26 Juni 2022   11:01 Diperbarui: 26 Juni 2022   11:24 191
+
Laporkan Konten
Laporkan Akun
Kompasiana adalah platform blog. Konten ini menjadi tanggung jawab bloger dan tidak mewakili pandangan redaksi Kompas.
Lihat foto
Ilmu Sosbud dan Agama. Sumber ilustrasi: PEXELS

Mungkin bagi beberapa orang dapat meminta maaf dengan mudah, hanya dengan mengatakan “aku minta maaf” “maafkan aku” “maaf ya”, maka mereka akan mendapatkan maaf yang mereka inginkan dan menganggap permasalah tersebut selesai begitu saja. 

Akan tetapi orang yang memberikan maaf harus bergelut dengan dirinya sendiri, antara empati mereka yang muncul karna melihat orang yang bersangkutan telah meminta maaf dan sangat terluka akibat apa yang dilakukan orang tersebut. Hingga pada akhirnya orang-orang yang memaafkan melakukannya karna rasa empati yang mereka miliki lebih dominan. 

Walaupun begitu perihal maaf ini tidak selalu diiringi dengan permasalahan yang besar, kesalahan kecil juga memerlukan kata maaf dan sikap memaafkan. 

Meminta maaf dan memaafkan merupakan dua hal yang berkaitan dan keduanya pun penting. Meminta maaf sendiri dapat diartikan sebagai kesadaraan dan rasa penyesalan dari orang yang berbuat salah, sedangkan memaafkan  merupakan sikap kita dalam melepaskan pikiran dan hati dari semua perasaan yang menyakiti hati ataupun perasaan buruk yang terjadi di masa lalu.

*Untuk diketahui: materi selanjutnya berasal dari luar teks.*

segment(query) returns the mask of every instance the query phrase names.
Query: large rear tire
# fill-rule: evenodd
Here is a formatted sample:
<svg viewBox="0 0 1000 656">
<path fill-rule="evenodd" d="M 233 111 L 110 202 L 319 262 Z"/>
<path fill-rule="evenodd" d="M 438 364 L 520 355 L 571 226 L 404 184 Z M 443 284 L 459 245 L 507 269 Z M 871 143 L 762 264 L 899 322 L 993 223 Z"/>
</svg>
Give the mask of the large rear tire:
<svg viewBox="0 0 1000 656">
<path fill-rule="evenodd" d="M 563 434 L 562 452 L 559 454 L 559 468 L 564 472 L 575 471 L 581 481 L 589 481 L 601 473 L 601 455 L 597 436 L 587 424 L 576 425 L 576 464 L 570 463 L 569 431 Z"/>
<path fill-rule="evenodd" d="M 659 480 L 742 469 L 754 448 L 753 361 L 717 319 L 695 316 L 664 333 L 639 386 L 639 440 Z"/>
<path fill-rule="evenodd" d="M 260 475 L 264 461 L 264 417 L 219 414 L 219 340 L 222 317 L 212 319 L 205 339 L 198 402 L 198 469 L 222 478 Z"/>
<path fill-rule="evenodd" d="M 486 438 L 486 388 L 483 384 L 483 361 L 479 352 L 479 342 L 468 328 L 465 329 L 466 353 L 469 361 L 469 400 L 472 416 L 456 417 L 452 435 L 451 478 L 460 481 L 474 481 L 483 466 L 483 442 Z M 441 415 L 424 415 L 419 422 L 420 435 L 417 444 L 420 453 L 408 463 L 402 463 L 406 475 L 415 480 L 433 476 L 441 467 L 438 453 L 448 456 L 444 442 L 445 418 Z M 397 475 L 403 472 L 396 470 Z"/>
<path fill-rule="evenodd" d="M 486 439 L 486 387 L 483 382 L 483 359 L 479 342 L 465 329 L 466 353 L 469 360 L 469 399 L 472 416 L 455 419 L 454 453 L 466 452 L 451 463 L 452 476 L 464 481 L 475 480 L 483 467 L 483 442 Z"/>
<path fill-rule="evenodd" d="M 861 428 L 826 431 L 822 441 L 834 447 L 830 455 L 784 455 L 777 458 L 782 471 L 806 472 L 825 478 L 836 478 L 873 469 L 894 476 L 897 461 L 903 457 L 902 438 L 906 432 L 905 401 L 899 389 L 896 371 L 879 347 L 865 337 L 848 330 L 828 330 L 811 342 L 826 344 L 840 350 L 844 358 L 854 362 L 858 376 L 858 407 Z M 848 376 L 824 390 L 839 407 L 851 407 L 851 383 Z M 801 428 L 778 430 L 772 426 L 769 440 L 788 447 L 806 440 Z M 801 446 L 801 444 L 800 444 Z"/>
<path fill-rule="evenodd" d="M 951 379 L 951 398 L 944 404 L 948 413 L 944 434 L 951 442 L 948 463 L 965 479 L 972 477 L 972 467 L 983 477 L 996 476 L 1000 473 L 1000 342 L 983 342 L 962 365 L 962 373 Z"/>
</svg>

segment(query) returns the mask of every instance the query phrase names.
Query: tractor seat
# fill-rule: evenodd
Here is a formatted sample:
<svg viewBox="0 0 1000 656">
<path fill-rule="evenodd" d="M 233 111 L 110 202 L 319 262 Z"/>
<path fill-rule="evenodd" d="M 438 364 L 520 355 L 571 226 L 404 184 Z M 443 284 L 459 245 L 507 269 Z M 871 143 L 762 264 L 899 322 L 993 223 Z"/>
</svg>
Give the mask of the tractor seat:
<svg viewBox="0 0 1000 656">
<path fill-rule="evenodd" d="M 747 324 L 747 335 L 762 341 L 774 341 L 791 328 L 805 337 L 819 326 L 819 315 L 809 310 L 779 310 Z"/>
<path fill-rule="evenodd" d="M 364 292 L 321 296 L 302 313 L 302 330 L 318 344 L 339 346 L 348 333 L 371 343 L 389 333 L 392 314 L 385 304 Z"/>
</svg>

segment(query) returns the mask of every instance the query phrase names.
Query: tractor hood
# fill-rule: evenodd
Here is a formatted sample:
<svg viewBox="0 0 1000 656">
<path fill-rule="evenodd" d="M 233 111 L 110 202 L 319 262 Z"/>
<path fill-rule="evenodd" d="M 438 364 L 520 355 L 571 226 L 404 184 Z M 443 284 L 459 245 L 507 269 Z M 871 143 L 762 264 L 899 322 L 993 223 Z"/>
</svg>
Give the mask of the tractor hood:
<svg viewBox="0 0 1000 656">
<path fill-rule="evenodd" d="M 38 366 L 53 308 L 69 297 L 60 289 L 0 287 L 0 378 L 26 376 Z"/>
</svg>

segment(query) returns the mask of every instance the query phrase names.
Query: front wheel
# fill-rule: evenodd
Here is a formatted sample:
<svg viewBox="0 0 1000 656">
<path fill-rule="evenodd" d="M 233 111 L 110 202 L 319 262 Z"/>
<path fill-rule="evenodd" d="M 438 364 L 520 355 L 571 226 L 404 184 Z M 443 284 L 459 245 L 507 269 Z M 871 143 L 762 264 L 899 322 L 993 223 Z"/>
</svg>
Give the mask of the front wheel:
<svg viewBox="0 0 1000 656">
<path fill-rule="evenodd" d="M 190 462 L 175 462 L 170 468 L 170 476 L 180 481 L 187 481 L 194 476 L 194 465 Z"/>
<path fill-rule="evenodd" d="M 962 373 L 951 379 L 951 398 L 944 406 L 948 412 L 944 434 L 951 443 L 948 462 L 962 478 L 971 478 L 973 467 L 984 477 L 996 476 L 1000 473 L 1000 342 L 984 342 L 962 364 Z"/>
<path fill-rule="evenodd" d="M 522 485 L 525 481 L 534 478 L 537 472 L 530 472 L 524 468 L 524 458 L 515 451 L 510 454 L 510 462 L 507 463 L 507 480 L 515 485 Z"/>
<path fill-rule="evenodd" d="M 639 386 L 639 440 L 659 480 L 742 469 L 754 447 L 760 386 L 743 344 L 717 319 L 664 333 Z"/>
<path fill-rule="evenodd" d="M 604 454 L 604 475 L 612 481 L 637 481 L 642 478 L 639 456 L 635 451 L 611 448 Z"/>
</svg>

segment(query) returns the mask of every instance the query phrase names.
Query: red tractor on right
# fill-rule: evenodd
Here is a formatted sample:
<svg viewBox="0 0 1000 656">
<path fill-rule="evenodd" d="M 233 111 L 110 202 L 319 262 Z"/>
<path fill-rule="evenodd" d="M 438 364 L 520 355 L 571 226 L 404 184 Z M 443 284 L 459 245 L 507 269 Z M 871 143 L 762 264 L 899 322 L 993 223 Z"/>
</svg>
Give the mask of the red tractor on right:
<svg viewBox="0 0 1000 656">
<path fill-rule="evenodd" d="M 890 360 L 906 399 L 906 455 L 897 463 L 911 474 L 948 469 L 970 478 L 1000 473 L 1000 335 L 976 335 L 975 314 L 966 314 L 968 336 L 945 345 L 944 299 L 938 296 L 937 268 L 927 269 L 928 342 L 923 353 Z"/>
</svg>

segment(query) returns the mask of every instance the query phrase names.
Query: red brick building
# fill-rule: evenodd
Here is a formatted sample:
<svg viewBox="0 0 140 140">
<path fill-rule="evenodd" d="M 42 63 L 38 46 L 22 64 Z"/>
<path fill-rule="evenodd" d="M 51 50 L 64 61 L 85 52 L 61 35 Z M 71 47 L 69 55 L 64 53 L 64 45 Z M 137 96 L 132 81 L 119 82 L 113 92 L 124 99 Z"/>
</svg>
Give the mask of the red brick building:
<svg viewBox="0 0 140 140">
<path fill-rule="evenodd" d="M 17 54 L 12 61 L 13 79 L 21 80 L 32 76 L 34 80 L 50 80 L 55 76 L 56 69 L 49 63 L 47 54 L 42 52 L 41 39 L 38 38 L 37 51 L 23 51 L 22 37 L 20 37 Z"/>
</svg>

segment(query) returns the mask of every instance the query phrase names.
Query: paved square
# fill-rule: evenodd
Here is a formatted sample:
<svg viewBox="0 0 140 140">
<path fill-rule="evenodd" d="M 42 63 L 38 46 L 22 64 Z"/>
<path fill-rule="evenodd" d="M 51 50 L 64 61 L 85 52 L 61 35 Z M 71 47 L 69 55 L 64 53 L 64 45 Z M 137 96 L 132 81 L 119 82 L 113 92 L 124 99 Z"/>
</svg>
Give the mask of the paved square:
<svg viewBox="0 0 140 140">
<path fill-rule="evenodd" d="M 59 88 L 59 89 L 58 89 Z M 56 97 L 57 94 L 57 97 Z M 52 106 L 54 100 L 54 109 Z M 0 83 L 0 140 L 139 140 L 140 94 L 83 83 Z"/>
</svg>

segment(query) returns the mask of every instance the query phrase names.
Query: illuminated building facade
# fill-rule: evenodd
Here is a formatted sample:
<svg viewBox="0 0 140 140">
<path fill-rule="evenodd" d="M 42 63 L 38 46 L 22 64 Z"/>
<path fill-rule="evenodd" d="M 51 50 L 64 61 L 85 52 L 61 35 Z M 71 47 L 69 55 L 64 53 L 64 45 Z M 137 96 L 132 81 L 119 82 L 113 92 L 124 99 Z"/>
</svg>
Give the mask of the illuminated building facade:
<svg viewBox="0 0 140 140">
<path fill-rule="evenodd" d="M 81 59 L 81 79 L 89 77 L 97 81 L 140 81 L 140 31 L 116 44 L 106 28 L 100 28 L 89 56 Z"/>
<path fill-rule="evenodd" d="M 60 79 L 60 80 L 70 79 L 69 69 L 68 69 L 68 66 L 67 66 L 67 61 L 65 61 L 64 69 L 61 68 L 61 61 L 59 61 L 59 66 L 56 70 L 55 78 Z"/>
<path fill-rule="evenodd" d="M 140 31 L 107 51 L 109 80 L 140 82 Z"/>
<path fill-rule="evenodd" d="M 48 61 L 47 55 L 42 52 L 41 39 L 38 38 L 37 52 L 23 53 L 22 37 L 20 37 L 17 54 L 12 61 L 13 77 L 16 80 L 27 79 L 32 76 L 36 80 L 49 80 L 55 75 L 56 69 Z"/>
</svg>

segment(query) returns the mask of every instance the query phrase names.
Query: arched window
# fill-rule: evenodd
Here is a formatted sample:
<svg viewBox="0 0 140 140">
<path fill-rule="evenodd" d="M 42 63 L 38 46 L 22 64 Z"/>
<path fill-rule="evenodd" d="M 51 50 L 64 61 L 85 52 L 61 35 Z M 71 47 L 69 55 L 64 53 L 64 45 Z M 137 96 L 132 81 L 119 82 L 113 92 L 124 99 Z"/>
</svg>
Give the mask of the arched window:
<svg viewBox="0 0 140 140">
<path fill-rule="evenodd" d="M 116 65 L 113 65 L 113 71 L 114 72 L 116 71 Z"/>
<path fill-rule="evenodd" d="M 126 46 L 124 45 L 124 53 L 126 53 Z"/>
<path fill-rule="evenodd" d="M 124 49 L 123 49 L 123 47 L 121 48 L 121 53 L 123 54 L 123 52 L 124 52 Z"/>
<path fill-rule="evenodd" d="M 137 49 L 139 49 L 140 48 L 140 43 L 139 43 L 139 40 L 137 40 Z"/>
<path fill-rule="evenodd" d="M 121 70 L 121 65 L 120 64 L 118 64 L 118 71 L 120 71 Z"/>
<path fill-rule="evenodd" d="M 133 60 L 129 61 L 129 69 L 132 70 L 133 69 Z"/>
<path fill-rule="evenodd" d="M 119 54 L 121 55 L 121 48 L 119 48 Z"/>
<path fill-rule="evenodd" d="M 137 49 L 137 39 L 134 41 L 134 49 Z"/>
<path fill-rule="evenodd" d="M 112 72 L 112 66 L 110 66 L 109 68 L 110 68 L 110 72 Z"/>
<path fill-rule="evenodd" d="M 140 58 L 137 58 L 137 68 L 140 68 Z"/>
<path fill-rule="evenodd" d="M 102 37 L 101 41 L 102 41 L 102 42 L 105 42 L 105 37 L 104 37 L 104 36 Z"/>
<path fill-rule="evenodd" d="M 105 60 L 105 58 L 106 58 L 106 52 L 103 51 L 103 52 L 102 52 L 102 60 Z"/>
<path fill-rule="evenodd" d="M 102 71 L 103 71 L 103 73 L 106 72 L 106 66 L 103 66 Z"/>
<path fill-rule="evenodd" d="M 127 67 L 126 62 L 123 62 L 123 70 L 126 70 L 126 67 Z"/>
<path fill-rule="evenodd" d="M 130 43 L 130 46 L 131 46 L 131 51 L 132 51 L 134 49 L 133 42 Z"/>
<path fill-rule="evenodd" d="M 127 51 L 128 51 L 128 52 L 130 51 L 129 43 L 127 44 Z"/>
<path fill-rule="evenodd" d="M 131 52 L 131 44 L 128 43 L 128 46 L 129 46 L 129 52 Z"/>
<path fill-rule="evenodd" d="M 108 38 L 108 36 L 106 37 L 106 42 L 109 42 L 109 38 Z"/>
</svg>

Berbeda dengan meminta maaf, memaafkan bisa dibilang sikap yang sulit atau bahkan mudah untuk dilakukan. Dalam diri orang-orang yang dapat memaafkan dengan mudah, tidak diketahui apakah hal tersebut dilakukan karena ia sudah benar-benar memaafkan atau ia hanya bersikap seperti itu semata-mata untuk membuat keadaan kembali membaik. 

Akan tetapi masih cukup banyak orang juga yang sulit untuk memaafkan,hal ini dikarenakan kejadian yang tidak menyenangkan atau luka yang didapatkan mungkin memberikan dampak yang sangat buruk bagi orang yang mengalaminya. 

Namun jika memaafkan ini tidak kita lakukan, yang terjadi kedepannya akan berdampak makin buruk, entah kita yang akan selalu merasakan amarah tersebut, merasa dihantui oleh kejadian yang tidak menyenangkan tersebut ataupun hubungan yang sebenernya dapat diperbaiki dan membuat kita merasa nyaman kembali menjadi hancur berkeping-keping.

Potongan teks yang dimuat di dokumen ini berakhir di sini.